# Fish id help



## keperry1182 (Oct 6, 2010)

Caught this guy at the jetties today, along with two sheepshead that may be the hardest earned fish I've ever caught! That wind was kickin my butt today. I thought it was a searobin at first, but I've never seen one like this. It's an ugly mug whatever it is


----------



## beeritself (Nov 25, 2010)

Looks like some sort of sea robin / lizard fish hybrid.

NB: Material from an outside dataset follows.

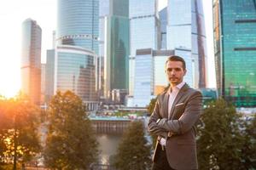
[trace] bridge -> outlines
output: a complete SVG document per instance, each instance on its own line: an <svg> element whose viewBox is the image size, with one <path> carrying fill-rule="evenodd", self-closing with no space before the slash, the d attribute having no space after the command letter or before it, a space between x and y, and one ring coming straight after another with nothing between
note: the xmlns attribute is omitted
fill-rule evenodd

Does it have teeth ?


----------



## keperry1182 (Oct 6, 2010)

very small teeth. and it had some wierd spikey things on it's head.


----------



## oxbeast1210 (Jun 21, 2010)

This wind needs to relax its killing my pre surgery fishing time!!

Sent from my SAMSUNG Galaxy S2 SKYROCKET using Forum Runner


----------



## terpdoc (Jan 8, 2012)

*ID for said fish*



keperry1182 said:


> very small teeth. and it had some wierd spikey things on it's head.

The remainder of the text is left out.